I walk to Block 29, enter the lift and press the button for the fifth floor. The doors open. I take a long, deep breath. I open the door to my office.
To mom's cooking.
To movie outings with friends.
To the used scent of my pillow.
To the confines of my blog that is retardation.
Normalcy has never needed so much getting used to.

Friday, January 06, 2006

Let the madness begin

This is the post that will reflect my cool composure for the next two weeks.

Hee-yeah, right.

The shoot for S'kali the movie starts next Monday, so I'll be MIA on this blog until 23rd January. You can keep yourself updated in the meantime with the production blog.

To all my friends who have supported my involvement in this film, thanks a million and I will do the best on my part to make sure the final product will not disappoint.

And please. Until I get a starring role opposite Mr. Phoenix, please stop asking me for autographs.

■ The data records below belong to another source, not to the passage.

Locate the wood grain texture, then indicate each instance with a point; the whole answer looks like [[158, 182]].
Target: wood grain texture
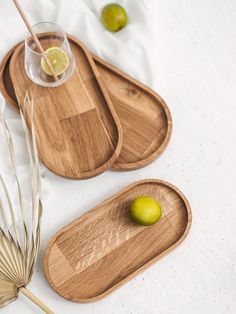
[[143, 114], [77, 130], [103, 249]]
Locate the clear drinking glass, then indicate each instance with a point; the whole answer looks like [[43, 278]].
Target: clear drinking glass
[[50, 35]]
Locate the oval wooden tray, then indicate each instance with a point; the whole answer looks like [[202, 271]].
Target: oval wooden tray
[[144, 116], [103, 249], [77, 130]]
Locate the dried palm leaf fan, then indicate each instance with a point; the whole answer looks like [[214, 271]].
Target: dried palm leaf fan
[[20, 213]]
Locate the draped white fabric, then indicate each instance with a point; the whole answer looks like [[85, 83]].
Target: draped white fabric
[[186, 51]]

Give my agent a call instead.

Thursday, January 05, 2006

Yesterday came suddenly

Who says the eternal being does not exist?
Who says the sun has gone out?
Someone who climbs up on the roof and closes his eyes tight,
and says, I don't see anything.

- Jalal al-Din Rumi

Farewell, baby girl.
I'll look you up when I get there.

Tuesday, January 03, 2006

Crystal Clear

"So, she’ll probably die from that?" my father asked.

"Yes, most likely," Dr. Yeoh answered matter-of-factly, his hand cupping the mass of hardened tissue dangling from her armpit.

I found out from the vet yesterday that my older dog’s tumors are malignant. The chances of her contracting mammary cancer were heightened as we didn’t have her spayed. Another vet had previously said that it was nothing more than a harmless cyst. I had suspected otherwise when I felt it had swelled to the size of a golf ball in a matter of months, with another lump starting to form on her stomach. An operation for removal could cause the cancer cells to spread to other organs, and that is if she is strong enough to survive the operation.

We had taken Crystal checked out because she’s been suffering from severe urinary problems. She’s been put on antibiotics but even if she overcomes this obstacle, that backyard in the sky is still around the celestial corner.

She’s had her faults, and boy, has she committed countless sins in her heyday, but I’ve always found a part of me that could forgive her. She almost slipped past my fingers twice with jaundice occurring in 2000 and again three years later. Now, at the extremely ripe old age of 14 (multiply that with seven for human years and that’s a bit short of astonishing), I'll have to inevitably agree it’s just about that time where she takes a permanent breather.

To a loyal guardian and a dear friend who has watched me grow, who has seen me in all my hours of grimness and glory, who has made me weep, laugh and learn to love... Let’s keep it great til the end.